Preheat your oven to 350 degrees Fahrenheit. Line rimmed baking sheets with parchment paper and set aside. In a large bowl whisk together the flour, baking soda, and salt. Set aside.
2 1/2 cups all purpose flour, 1/2 teaspoon baking soda, 1/2 teaspoon salt
In a large bowl with a hand mixer or in the bowl of a stand mixer fitted with the paddle attachment, cream together the butter and brown sugar until light and fluffy, about 3 to 6 minutes.
1 1/2 cups light brown sugar, 14 tablespoons unsalted butter
Mix in the molasses. Once combined, add in the egg. After it is combined, add in the egg yolk. Then the vanilla until well combined.
2 tablespoons molasses, 2 teaspoons vanilla extract, 1 large egg, 1 egg yolk
Add the flour mixture to the wet ingredients. Mix on low until it just begins to combine. Then turn up the mixer to high just long enough that you don't see streaks of flour. Scrape down the bowl and on the bottom to ensure that all the flour is added.
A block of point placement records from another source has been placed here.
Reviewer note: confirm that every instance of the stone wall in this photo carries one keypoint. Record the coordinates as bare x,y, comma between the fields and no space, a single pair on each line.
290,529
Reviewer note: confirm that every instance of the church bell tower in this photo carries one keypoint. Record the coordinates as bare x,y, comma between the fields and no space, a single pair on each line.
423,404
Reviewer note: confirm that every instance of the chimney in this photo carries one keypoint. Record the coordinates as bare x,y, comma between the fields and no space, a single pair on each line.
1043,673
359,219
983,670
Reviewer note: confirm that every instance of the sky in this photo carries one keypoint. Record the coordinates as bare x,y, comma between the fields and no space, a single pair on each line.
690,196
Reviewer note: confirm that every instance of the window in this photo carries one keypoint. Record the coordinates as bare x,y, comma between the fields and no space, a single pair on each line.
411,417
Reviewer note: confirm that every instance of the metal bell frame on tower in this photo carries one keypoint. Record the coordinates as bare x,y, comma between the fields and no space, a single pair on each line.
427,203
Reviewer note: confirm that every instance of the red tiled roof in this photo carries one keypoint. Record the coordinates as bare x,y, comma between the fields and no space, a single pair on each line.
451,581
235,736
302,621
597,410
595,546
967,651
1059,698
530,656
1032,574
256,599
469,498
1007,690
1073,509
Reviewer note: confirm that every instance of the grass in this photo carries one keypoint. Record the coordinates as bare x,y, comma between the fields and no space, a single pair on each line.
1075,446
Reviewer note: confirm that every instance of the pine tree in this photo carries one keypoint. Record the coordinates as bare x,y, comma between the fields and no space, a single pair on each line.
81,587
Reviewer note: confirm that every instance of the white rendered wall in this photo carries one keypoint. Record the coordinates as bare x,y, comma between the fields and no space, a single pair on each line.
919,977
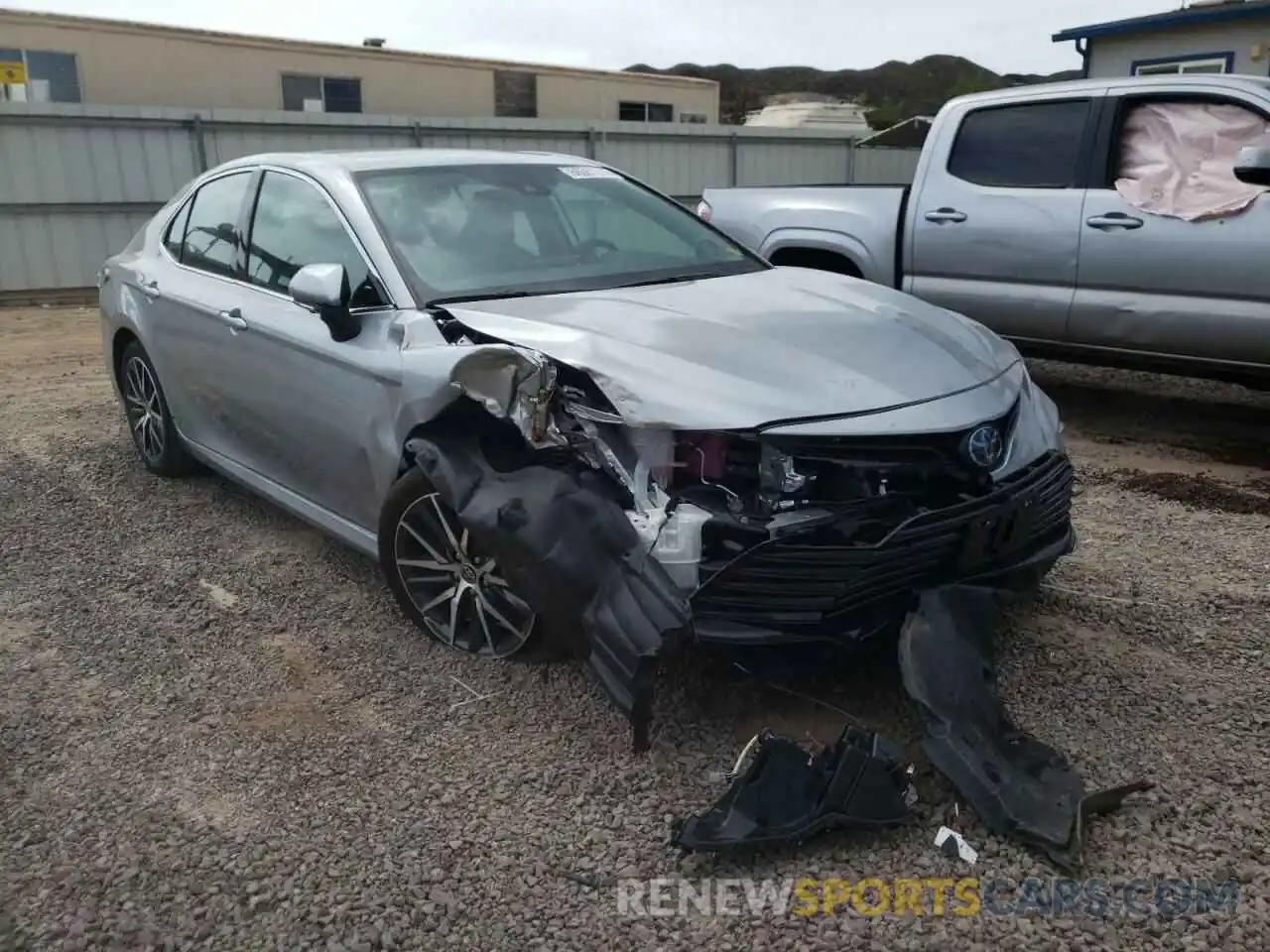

Only mix long enough to combine the flour.
Using a 1 1/2 tablespoon cookie scoop, roll the dough into one inch sized balls. Roll the balls in granulated sugar. Place on the prepared baking sheet. Space the cookies about two inches apart. 1/3 cup granulated sugar
Bake for 8 to 10 minutes, rotating the pan halfway through the baking, or until the cookies just begin to turn golden brown around the edges. Allow to cool for 2 minutes on the baking sheet before transferring to a wire rack to cool completely.
Once cool, store in an airtight container for up to 2 weeks.